Post #2 from our Easter week in Burgundy.
I’ve always loved potatoes. And thirteen years of pasta and rice haven’t dimmed my passion. What, really, fills the cracks better than that earthy packet of starch?
It’s no surprise, then, that after le pain and le buerre, my preferred ritual foodstuff in France is the boiled red potato. If any single food reminds as that all soil is not created equal; that tastes, textures, and nuances are the rightful provenance of specific places on our planet; and that the French concept of “terroir” and the Italian designation DOC are truly significant, it’s this small red tuber.

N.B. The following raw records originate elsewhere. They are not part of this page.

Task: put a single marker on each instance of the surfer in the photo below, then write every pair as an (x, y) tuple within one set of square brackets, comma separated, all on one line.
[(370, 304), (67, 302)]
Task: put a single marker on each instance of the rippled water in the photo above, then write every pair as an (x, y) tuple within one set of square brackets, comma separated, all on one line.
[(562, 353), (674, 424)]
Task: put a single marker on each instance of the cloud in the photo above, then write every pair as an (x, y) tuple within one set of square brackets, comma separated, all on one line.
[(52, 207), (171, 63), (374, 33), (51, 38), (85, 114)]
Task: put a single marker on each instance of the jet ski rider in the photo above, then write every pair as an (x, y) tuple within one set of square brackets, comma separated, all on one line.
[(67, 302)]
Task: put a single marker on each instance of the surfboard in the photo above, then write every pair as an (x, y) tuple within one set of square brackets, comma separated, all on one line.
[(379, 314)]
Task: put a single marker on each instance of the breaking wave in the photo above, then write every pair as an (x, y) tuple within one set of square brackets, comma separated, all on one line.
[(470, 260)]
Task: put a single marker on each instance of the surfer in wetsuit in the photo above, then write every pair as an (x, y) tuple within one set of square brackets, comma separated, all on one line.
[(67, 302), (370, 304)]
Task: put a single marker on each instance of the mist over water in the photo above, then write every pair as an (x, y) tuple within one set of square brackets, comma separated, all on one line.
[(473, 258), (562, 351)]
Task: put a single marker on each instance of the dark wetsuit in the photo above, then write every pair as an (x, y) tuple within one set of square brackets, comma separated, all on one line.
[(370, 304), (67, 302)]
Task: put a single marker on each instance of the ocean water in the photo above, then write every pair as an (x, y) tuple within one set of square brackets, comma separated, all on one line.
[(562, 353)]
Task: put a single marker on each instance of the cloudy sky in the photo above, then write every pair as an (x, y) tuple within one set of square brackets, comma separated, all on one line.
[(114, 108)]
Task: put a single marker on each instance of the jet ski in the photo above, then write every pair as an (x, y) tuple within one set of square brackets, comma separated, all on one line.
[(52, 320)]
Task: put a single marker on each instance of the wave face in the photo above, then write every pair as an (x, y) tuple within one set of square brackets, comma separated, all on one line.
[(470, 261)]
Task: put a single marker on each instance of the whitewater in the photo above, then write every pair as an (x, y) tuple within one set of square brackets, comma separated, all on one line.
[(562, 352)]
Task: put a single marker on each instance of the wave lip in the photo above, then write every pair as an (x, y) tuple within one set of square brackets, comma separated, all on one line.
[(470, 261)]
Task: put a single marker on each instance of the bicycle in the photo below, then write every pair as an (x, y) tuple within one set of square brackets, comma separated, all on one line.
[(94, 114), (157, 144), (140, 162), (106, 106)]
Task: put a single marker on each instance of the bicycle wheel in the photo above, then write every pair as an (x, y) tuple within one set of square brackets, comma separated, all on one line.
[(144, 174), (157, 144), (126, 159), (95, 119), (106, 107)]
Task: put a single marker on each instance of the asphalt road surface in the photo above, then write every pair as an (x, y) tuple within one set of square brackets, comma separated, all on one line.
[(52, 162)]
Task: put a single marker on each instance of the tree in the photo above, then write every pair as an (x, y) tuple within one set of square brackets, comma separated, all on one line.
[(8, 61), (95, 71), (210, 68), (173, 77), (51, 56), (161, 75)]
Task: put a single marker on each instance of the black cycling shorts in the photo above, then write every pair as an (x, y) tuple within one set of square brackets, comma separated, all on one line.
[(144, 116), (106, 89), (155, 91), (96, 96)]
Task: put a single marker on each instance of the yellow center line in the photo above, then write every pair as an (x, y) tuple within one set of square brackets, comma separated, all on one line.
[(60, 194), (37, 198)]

I challenge you: buy a red potato, boil it in lightly salted water, and bite into it. It won’t be like this one. It may be good, great even. But it won’t have the same sweetness. It won’t have exactly the same starchiness or lack thereof. Its skin won’t split and retreat from your teeth in precisely the same way. It will tell a different story, a tale of different dirt.
You may say I exaggerate, but I’ll deny it: I’ve never eaten a better potato. (OK, that enormous potato, wrapped in foil and baked deep in the hot ashes of Pitty Pat’s Porch 30 years ago at the South Carolina coast was right up there, but what is a food, ideally, if not the culmination of an experience of a particular place? So right here, right now, this is the best potato I’ve ever had the privilege of eating.)
I sounds too delicious. I want one too.
me too: the sum of place. and company! oh my……..my heart swells with overwhelming droolinessification.